Minimum wage and other employment failures alleged at UK Primark suppliers

Monday, January 12th, 2009 - economics, Employer, Employment, Minimum Wage

This evenings BBC Ten O’Clock News will show the result of a five month joint investigation with The Observer into the UK supply chain of high-street retailer Primark, and specifically their Manchester based suppliers TNS Knitwear (which supplies 20,000 garments per week to Primark), and their sub-contractor Fashion Waves.

Following a 2007 Panorama investigation into Primark’s overseas supply chain, what will be shown will probably be looked back in some years as one of the most effective piece of investigative journalism that brings the UK economy out of the recession. Why? Because what it will remove from the economy jobs that exploit workers, and brings closer to the end of the day when the rest of economy is just subsidizing them through a combination of benefits, and insurance premiums to allow for  payout when these modern day workhouses suffer from a Health and Safety failure. The UK economy will only recover on producing products which sell, bought by people with real jobs and produced by people being properly paid in safe conditions.

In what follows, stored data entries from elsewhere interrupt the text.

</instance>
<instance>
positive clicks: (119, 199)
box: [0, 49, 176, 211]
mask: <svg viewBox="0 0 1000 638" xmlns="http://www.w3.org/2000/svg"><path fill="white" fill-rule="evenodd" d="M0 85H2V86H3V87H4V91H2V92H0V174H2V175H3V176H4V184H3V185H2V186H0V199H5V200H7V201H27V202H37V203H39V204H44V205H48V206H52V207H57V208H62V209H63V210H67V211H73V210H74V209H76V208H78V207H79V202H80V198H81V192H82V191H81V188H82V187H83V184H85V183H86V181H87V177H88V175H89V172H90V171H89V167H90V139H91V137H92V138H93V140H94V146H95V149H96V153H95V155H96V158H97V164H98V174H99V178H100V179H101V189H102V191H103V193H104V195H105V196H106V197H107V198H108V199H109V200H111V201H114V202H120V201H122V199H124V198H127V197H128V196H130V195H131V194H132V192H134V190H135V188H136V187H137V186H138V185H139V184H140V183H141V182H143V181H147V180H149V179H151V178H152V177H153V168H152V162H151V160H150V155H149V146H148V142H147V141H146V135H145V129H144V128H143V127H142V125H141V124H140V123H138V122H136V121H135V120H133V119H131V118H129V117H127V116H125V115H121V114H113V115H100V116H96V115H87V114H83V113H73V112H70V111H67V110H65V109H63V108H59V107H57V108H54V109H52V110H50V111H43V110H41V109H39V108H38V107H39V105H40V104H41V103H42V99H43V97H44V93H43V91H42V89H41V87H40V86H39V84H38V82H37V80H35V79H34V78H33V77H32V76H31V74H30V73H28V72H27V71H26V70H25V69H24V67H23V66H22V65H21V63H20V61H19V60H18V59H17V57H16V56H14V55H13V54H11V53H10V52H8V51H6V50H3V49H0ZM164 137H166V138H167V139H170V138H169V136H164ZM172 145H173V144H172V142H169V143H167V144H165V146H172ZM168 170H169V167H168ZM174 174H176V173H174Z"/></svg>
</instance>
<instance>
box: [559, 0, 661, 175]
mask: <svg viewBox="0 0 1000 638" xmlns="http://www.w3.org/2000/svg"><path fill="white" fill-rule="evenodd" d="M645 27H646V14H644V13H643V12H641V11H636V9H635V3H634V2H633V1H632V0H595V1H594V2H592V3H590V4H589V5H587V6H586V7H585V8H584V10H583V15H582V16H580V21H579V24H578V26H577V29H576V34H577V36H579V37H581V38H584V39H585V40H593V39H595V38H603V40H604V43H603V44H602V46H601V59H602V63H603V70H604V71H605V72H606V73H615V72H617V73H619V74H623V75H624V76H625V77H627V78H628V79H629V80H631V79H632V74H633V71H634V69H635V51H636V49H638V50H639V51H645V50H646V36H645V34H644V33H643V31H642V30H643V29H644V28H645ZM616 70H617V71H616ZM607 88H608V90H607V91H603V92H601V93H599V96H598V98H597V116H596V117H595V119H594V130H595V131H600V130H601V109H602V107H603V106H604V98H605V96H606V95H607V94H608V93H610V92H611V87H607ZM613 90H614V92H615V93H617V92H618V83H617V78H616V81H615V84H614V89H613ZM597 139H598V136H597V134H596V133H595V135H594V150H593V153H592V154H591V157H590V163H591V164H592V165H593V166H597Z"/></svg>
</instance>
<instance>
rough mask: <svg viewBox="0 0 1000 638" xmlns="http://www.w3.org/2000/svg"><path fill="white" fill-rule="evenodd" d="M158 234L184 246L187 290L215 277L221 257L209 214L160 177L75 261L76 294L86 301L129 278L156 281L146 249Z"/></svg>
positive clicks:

From the early details, the investigation alleges that:

  • TNS employed workers below the National Minimum Wage of £5.75 per hour. They were paid circa £3.50/hr
  • TNS employed illegal workers. One employee admits his visa from Pakistan ran out 8 years ago. Breaches of the appropriate legislation managed by the UK Borders Agency could lead to fines of up to £10,000 for each illegal worker and potential prosecution for tax evasion and employment law abuses
  • The undercover journalist working at both units captures cash-in-hand payments being made, apparently paid without the knowledge of HM Revenue & Customs
  • The premises of both TNS and Fashion Waves were deemed illegal on investigation by the Health & Safety Executive

TNS workers were also asked to work 12 hours a day, seven days a week. Although workers have the option to opt out of the Working Time Directive, the fact the workers are either underpaid or illegal will remove any such opt-out from any legal judgement.

Primark announced on Saturday 10th January that it had launched an inquiry after the journalistic investigation. Primark also said it had handed material uncovered by the investigation to the UK Border Agency.

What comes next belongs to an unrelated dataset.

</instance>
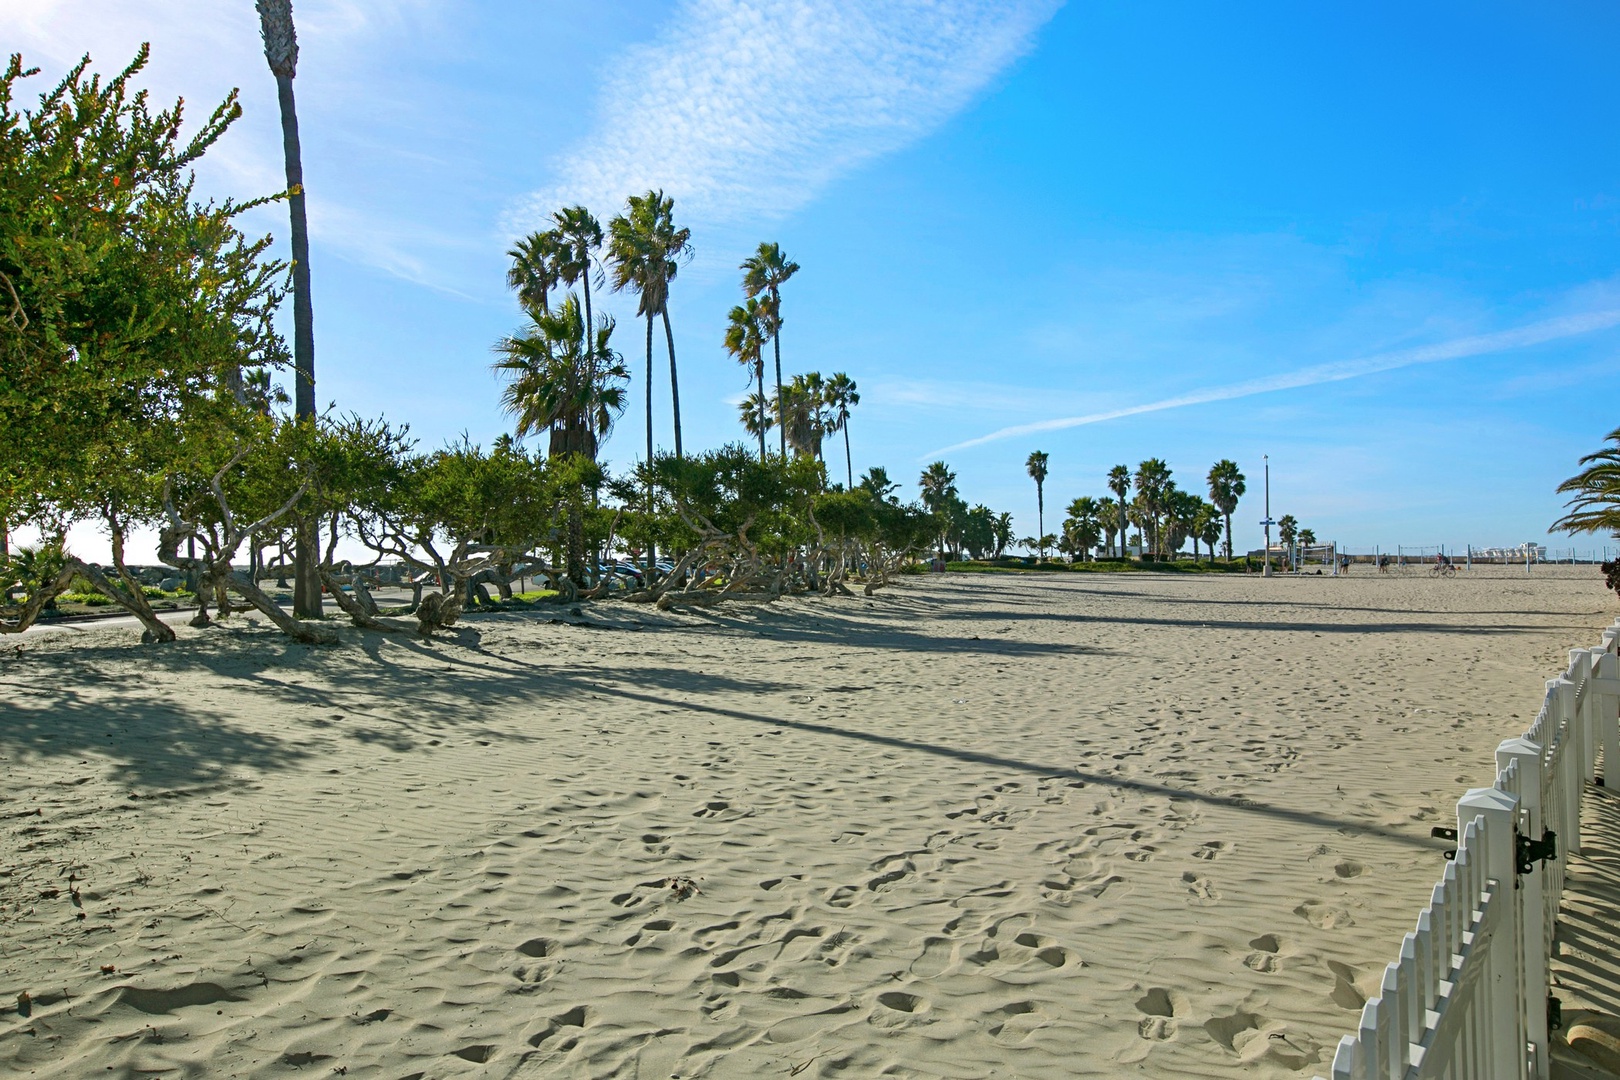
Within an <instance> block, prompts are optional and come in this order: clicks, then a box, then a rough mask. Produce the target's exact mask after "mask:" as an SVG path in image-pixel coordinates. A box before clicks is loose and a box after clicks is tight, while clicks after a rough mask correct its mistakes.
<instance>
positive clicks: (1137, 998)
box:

Primark also agreed on Friday 9th January to remove all references to the Ethical Trade Initiative, the trade body that monitors Britain’s top retailers, from its 140 storefronts across England, Scotland, Wales and Northern Ireland. It must also remove ethical branding from thousands of tills and its corporate website while investigations continue.

This case is personally, on a number of fronts, disappointing. Firstly, Ajiri has a policy not to operate in Gangmaster and minimum wage markets for concern for such exploitation of workers. Secondly, having investigated the delivery of non-UK cuisine skilled chefs to UK restaurants, we were stopped from doing so by the UK Borders Agency because of “over supply of labour” – so why have some of these workers been in the UK illegally for over eight years? Thirdly, economics and recovery will not be helped by the UK breaking its own reasonable laws on immigration, pay or working conditions.

We also asked our friend Ida Horner at Ethic Supplies/Let Them Help Themselves to comment on the ethical trade issues:

I am not surprised that Primark finds itself in this situation. As someone that works alongside textile and handicraft producers in the developing world I can safely say that there is no way a company can churn out that amount /number of garments without someone somewhere being exploited.

In order to comply or call yourself an ethical provider you have to “police” your suppliers to ensure that they subscribe to your ethical agenda. Here at Ethnic supplies we do not work with anyone we have not met and even when our producers are required to prove that the work is there own. We inspect their workshops annually to ensure that for instance child labour is not used.

As we say above, the UK economy will only recover on producing products which sell, bought by people with real jobs and produced by people being properly paid in safe conditions. Anything less is at worst exploitation, and at best false hope for an economic recovery.